一个在她出生前就在沈家服务,看着她长大的老人。可现在,他脸上那标志性的和蔼笑容消失得无影无踪,取而代之的是一种公事公办的严肃,仿佛他不是来拜访,而是来执行某个不容置喙的命令。

在他身后,还站着两个穿着黑色西装、身形魁梧的男人。他们的站姿、眼神、以及那股子从骨子里透出来的肃杀之气,都让沈冰悦的指尖微微发冷。这不是普通的保镖,这是沈家专门处理“家事”的。

沈冰悦的脑子嗡地一下。

她很清楚,这些人不是来嘘寒问暖,更不是来请她回老宅吃饭的。

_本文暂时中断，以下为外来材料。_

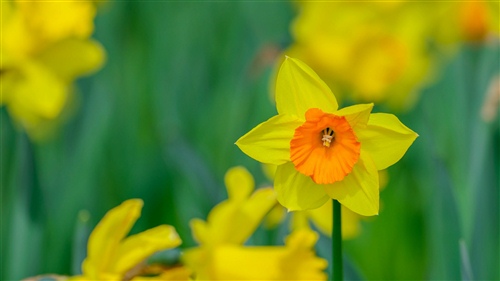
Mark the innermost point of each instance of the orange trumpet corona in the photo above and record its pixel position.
(324, 147)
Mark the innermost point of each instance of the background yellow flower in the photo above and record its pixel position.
(45, 47)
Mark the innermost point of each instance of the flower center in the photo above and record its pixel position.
(328, 136)
(324, 147)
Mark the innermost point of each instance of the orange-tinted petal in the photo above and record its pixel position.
(325, 161)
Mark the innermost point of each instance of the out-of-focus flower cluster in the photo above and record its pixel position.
(221, 254)
(386, 51)
(45, 46)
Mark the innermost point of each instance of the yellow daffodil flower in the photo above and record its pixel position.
(111, 256)
(221, 254)
(373, 52)
(45, 46)
(323, 152)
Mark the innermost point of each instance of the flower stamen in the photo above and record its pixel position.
(328, 136)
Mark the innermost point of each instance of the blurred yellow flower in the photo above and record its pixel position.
(381, 51)
(323, 152)
(221, 254)
(374, 51)
(45, 46)
(111, 256)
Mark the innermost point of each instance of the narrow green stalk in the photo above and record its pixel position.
(337, 274)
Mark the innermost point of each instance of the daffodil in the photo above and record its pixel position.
(323, 152)
(368, 52)
(112, 256)
(221, 254)
(322, 217)
(45, 46)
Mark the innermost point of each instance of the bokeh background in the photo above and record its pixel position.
(182, 81)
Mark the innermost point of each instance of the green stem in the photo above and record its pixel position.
(337, 242)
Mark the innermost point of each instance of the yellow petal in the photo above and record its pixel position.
(269, 142)
(299, 88)
(34, 94)
(72, 58)
(107, 235)
(200, 231)
(356, 115)
(233, 222)
(296, 191)
(359, 191)
(239, 183)
(385, 139)
(178, 273)
(267, 263)
(136, 248)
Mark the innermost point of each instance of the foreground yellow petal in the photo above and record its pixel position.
(294, 261)
(386, 139)
(359, 191)
(107, 235)
(234, 220)
(296, 191)
(138, 247)
(110, 256)
(269, 142)
(299, 88)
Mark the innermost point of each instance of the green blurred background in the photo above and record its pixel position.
(184, 80)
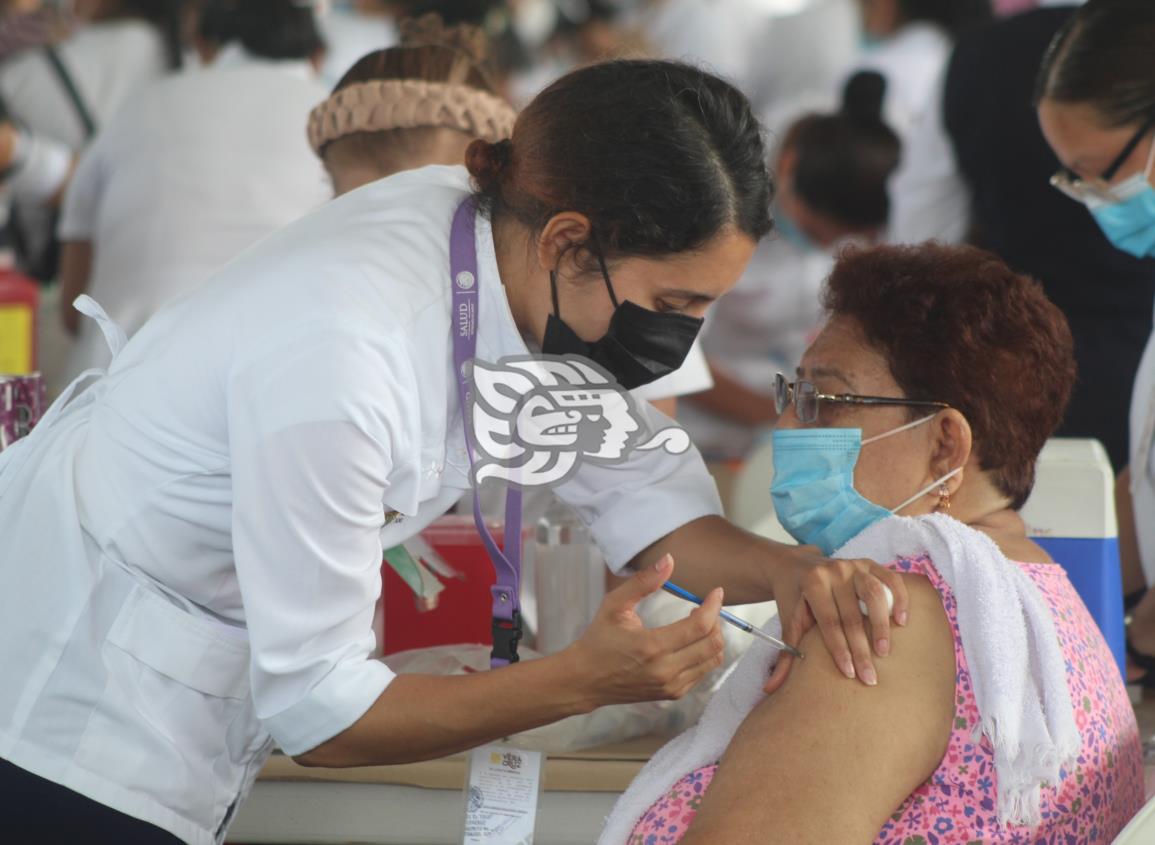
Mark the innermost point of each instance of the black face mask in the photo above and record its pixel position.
(640, 345)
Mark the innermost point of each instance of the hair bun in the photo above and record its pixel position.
(863, 97)
(430, 31)
(487, 163)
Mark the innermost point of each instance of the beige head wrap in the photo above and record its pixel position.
(408, 104)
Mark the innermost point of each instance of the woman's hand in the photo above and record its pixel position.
(817, 590)
(620, 660)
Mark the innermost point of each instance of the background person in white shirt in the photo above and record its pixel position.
(909, 43)
(194, 170)
(832, 173)
(65, 92)
(199, 535)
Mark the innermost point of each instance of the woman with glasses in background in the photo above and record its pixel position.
(1096, 107)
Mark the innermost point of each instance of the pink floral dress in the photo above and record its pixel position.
(958, 805)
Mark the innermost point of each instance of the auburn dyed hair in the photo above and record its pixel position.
(958, 326)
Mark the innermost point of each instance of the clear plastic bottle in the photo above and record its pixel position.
(568, 577)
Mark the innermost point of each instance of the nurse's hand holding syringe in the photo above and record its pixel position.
(617, 660)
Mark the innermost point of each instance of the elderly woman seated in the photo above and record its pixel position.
(999, 715)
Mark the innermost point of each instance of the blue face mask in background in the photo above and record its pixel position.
(813, 488)
(1129, 223)
(790, 232)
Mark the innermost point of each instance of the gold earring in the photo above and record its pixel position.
(944, 498)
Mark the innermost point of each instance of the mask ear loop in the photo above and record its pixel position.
(907, 427)
(928, 488)
(601, 262)
(553, 293)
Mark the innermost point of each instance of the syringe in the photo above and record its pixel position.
(739, 623)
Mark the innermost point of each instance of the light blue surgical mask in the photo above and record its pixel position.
(813, 488)
(789, 230)
(1129, 222)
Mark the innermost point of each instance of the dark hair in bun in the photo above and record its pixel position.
(842, 161)
(658, 155)
(1103, 57)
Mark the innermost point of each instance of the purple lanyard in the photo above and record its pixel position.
(506, 565)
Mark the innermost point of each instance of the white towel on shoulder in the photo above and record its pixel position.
(1016, 666)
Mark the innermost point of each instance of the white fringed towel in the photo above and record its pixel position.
(1016, 665)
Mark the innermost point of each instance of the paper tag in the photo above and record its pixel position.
(501, 795)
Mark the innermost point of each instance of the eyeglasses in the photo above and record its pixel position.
(806, 398)
(1101, 188)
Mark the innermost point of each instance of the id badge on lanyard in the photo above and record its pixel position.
(464, 277)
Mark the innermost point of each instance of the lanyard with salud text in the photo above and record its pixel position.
(507, 563)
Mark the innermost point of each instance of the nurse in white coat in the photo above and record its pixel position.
(192, 545)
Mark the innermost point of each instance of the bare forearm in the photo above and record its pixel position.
(423, 717)
(713, 552)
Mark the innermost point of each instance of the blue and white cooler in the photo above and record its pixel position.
(1071, 514)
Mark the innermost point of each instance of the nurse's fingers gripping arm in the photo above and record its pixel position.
(713, 552)
(824, 761)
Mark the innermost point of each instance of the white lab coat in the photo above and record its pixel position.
(193, 170)
(193, 546)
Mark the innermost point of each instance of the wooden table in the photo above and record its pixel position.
(423, 804)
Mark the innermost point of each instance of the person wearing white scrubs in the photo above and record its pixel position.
(351, 30)
(389, 112)
(832, 173)
(193, 543)
(66, 92)
(1096, 109)
(930, 192)
(909, 43)
(192, 171)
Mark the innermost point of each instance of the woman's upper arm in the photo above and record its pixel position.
(827, 760)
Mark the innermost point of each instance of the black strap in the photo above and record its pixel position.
(74, 95)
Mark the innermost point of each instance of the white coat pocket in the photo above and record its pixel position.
(183, 680)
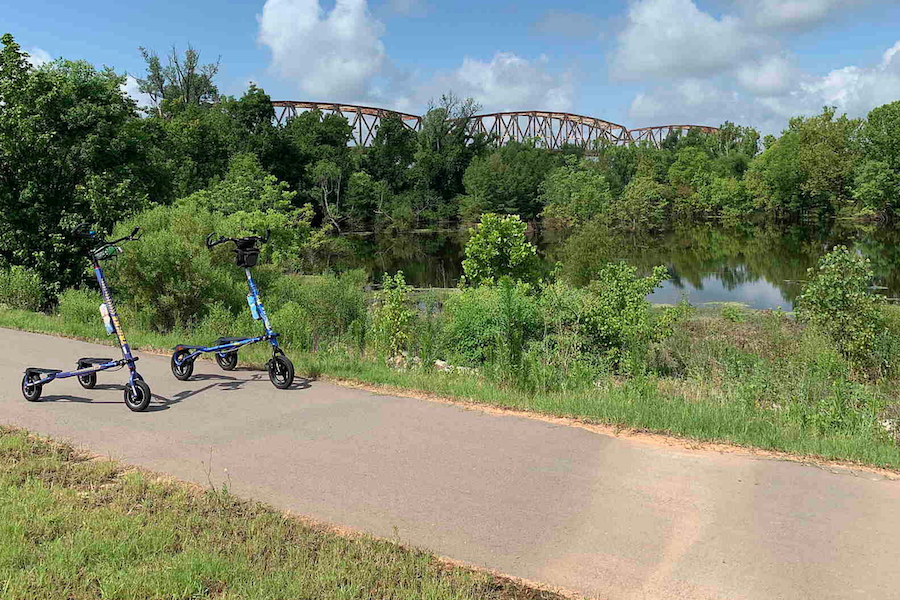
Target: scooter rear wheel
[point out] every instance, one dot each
(228, 362)
(31, 391)
(88, 381)
(138, 399)
(281, 371)
(183, 371)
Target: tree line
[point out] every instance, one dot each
(74, 147)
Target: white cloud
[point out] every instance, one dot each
(568, 24)
(772, 75)
(130, 88)
(853, 90)
(38, 56)
(508, 82)
(330, 55)
(408, 7)
(672, 38)
(798, 14)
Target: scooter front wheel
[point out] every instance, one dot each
(88, 381)
(183, 371)
(281, 371)
(137, 399)
(31, 390)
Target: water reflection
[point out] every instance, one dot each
(764, 267)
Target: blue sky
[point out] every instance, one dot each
(635, 62)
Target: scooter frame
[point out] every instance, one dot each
(231, 345)
(83, 372)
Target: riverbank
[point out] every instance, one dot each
(756, 379)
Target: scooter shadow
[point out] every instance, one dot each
(226, 383)
(157, 402)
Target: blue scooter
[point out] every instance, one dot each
(137, 392)
(280, 368)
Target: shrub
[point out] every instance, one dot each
(611, 316)
(837, 300)
(486, 322)
(498, 248)
(169, 275)
(327, 308)
(22, 288)
(80, 308)
(392, 320)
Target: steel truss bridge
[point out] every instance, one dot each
(552, 130)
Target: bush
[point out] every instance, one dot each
(610, 318)
(324, 309)
(490, 322)
(837, 300)
(80, 308)
(498, 248)
(392, 320)
(22, 288)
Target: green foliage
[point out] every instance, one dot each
(574, 193)
(321, 311)
(498, 248)
(67, 156)
(610, 319)
(22, 288)
(490, 322)
(507, 181)
(642, 205)
(393, 319)
(837, 300)
(169, 273)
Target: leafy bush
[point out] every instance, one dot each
(837, 300)
(574, 193)
(315, 312)
(490, 322)
(392, 320)
(498, 248)
(611, 316)
(22, 288)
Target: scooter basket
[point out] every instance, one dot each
(247, 258)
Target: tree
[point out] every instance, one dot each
(66, 156)
(574, 193)
(181, 83)
(392, 153)
(497, 248)
(508, 180)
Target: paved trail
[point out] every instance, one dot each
(607, 517)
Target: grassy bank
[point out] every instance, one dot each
(76, 528)
(750, 378)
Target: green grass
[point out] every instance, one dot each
(76, 528)
(758, 381)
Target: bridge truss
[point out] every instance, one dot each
(551, 130)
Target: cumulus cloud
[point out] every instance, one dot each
(508, 82)
(408, 7)
(853, 90)
(569, 24)
(672, 38)
(330, 55)
(38, 56)
(130, 88)
(772, 75)
(798, 14)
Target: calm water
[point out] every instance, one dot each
(761, 267)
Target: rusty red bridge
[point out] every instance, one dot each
(550, 129)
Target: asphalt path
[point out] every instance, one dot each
(608, 517)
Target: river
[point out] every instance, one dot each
(762, 267)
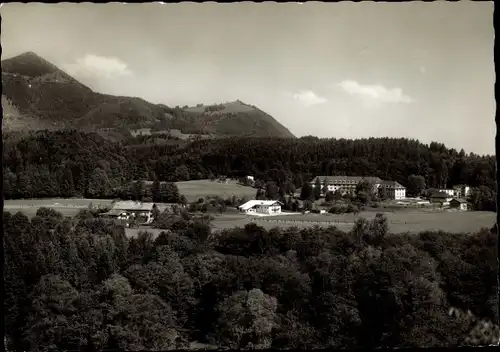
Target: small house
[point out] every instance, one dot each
(461, 191)
(458, 203)
(442, 198)
(135, 210)
(267, 207)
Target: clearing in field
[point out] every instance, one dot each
(193, 190)
(66, 206)
(399, 222)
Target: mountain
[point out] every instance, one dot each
(38, 95)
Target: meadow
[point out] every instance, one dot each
(399, 220)
(404, 221)
(67, 207)
(193, 190)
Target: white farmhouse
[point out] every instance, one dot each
(394, 190)
(450, 192)
(267, 207)
(461, 191)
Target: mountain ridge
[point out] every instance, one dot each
(42, 96)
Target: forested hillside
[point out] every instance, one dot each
(65, 163)
(73, 284)
(42, 96)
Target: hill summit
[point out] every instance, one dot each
(39, 95)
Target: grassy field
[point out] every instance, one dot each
(399, 221)
(458, 222)
(67, 207)
(193, 190)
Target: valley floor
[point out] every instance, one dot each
(399, 221)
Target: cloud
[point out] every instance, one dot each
(309, 98)
(375, 95)
(101, 66)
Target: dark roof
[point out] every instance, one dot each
(459, 200)
(347, 178)
(393, 184)
(440, 195)
(113, 212)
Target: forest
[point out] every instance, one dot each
(69, 163)
(80, 283)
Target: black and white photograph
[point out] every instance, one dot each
(203, 176)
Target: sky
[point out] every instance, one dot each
(422, 70)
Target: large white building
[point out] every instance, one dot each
(347, 184)
(267, 207)
(344, 184)
(394, 190)
(126, 210)
(448, 191)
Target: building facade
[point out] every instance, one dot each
(448, 191)
(462, 191)
(442, 198)
(458, 203)
(347, 185)
(344, 184)
(393, 189)
(265, 207)
(136, 210)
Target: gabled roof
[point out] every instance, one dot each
(347, 178)
(253, 203)
(440, 195)
(133, 206)
(393, 184)
(113, 212)
(460, 200)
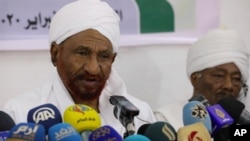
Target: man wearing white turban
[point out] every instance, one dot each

他们是冲着司徒樱来的。

或者说,是冲着她这个为了司徒樱,一再忤逆老爷子意志的、不听话的继承人来的。

前几天的各地电影宣发会上,她当着所有媒体的面,豪赌,基金捐款,公开出柜……那一幕恐怕早就通过各种渠道传回了老爷子耳朵里。她这几天故意不回老宅,不接电话,就是一种无声的抗议。

现在,报复来了。

一股寒意从脚底板直冲天灵盖,比刚才被司徒樱那句话刺穿心脏的感觉,更加冰冷,更加让她恐惧。

她不怕沈家,不怕老爷子,她连整个沈氏集团都可以不放在眼里。

可她怕他们伤害司徒樱。

她以为把人关在这座固若金汤的“云顶”别墅里,就能隔绝一切风雨。她错了。她亲手打造的这个华丽牢笼,不仅没能保护好她的珍宝,反而将司徒樱变成了一个不会移动的、最显眼的靶子。

何其可笑!

沈冰悦深吸一口气,强行压下心头翻涌的暴戾和恐慌。她知道,此刻她不能乱,绝对不能。

她转过身,看向还坐在地毯上的司徒樱。月光和室内的灯光交织,将司徒樱的脸映得有些模糊,那双刚刚流过泪的眼睛,此刻却异常的亮,里面不再是死寂,而是某种复杂难辨的光。

那光芒,看得沈冰悦心头一跳。

“你待在房间里,哪里都不要去。”她的声音尽量保持平稳,但尾音里还是泄露出了一丝自己都没察觉的紧绷和命令。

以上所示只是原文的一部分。